They
Were So Close To The Cabin That Their Noise Was Most Disturbing,
And On Looking Out Several Times I Could See Them All In A Heap
Wrangling And Tumbling Over Each Other.
They are much larger
than the prairie wolf, but equally cowardly, I believe.
This
morning was black with clouds, and a snowstorm was threatened,
and about 700 cattle and a number of horses came in long files
from the valleys and canyons where they maraud, their instinct
teaching them to seek the open and the protection of man.
I was alone in the cabin this afternoon when Mr. Nugent, whom we
believed to be on the Snowy Range, walked in very pale and
haggard looking, and coughing severely.
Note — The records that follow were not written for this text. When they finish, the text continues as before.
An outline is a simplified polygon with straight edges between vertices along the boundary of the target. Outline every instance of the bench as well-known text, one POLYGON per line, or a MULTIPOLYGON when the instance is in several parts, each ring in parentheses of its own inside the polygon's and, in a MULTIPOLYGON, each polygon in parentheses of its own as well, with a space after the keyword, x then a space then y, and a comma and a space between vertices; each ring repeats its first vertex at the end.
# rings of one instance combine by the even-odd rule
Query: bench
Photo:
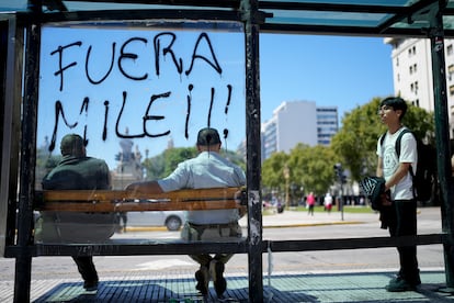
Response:
POLYGON ((184 189, 152 195, 124 190, 46 190, 36 192, 34 210, 98 213, 240 209, 246 206, 245 197, 243 188, 184 189))

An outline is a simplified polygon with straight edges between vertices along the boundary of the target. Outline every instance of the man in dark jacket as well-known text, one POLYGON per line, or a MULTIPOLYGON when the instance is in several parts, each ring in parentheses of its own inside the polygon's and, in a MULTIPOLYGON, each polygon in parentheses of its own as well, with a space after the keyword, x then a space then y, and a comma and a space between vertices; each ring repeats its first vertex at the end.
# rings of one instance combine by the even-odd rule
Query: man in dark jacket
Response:
MULTIPOLYGON (((82 137, 66 135, 61 139, 61 161, 43 179, 44 190, 107 190, 110 171, 104 160, 87 157, 82 137)), ((114 232, 114 214, 42 212, 37 240, 63 243, 102 242, 114 232)), ((83 278, 83 288, 98 289, 98 272, 92 256, 72 256, 83 278)))

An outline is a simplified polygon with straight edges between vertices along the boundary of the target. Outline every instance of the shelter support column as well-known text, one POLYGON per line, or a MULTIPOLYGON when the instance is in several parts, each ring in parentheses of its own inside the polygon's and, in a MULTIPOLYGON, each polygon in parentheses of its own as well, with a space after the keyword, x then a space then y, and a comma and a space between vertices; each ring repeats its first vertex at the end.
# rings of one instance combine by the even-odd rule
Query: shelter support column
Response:
MULTIPOLYGON (((441 2, 440 2, 441 3, 441 2)), ((444 60, 444 33, 442 8, 432 19, 429 37, 432 49, 432 75, 435 109, 435 138, 438 153, 438 171, 441 188, 441 213, 443 229, 444 263, 446 291, 454 291, 454 190, 451 176, 450 126, 446 96, 446 75, 444 60)))
POLYGON ((241 1, 246 31, 249 302, 263 302, 258 1, 241 1))
POLYGON ((32 223, 34 171, 36 161, 36 113, 39 79, 39 38, 38 15, 41 1, 29 3, 31 13, 26 22, 26 50, 24 97, 22 110, 21 168, 18 212, 18 247, 14 277, 14 302, 30 302, 32 276, 32 223))

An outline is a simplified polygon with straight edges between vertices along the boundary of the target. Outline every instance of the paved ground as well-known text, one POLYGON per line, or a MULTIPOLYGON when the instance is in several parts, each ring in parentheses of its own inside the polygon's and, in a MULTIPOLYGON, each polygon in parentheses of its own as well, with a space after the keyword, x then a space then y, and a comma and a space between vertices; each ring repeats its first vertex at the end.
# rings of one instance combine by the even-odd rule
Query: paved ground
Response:
MULTIPOLYGON (((274 273, 263 279, 264 302, 454 302, 452 293, 439 291, 442 271, 422 271, 418 291, 389 293, 384 285, 390 272, 274 273)), ((228 276, 228 291, 218 299, 211 285, 207 298, 194 290, 192 272, 110 278, 98 292, 86 292, 80 280, 33 280, 32 302, 248 302, 248 278, 228 276)), ((12 302, 13 283, 0 282, 0 301, 12 302)))
MULTIPOLYGON (((263 216, 263 226, 304 226, 317 224, 361 224, 377 222, 376 214, 356 215, 333 212, 284 214, 263 216)), ((245 224, 242 222, 241 224, 245 224)), ((248 302, 249 281, 245 272, 228 272, 225 298, 216 296, 213 285, 208 296, 202 298, 194 289, 193 269, 166 271, 127 271, 109 277, 100 283, 98 292, 86 292, 78 278, 34 279, 32 302, 248 302)), ((384 287, 394 271, 322 271, 273 272, 263 274, 264 302, 454 302, 453 290, 443 291, 443 268, 421 268, 422 285, 418 291, 386 292, 384 287)), ((0 281, 0 302, 13 301, 14 282, 0 281)))

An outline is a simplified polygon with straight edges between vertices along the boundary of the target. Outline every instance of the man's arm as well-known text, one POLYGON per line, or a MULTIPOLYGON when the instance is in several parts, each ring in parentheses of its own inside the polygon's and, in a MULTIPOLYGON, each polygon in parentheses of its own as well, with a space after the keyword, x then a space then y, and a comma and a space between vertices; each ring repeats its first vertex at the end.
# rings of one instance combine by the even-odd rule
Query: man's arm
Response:
POLYGON ((378 157, 377 169, 375 171, 375 176, 383 177, 383 158, 382 157, 378 157))
POLYGON ((390 189, 391 187, 394 187, 395 184, 397 184, 398 182, 400 182, 400 180, 407 176, 408 170, 410 169, 411 164, 410 162, 401 162, 399 164, 399 167, 397 168, 397 170, 393 173, 393 176, 386 181, 385 183, 385 190, 390 189))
He offered to show me
the trail up one of the grandest of the canyons, and I could not
refuse to go. The Fall River has had its source completely
altered by the operations of the beavers. Their engineering
skill is wonderful. In one place they have made a lake by
damming up the stream; in another their works have created an
island, and they have made several falls. Their storehouses, of
course, are carefully concealed. By this time they are about
full for the winter. We saw quantities of young cotton-wood and
aspen trees, with stems about as thick as my arm, lying where
these industrious creatures have felled them ready for their use.
They always work at night and in concert. Their long, sharp
teeth are used for gnawing down the trees, but their mason-work
is done entirely with their flat, trowel-like tails.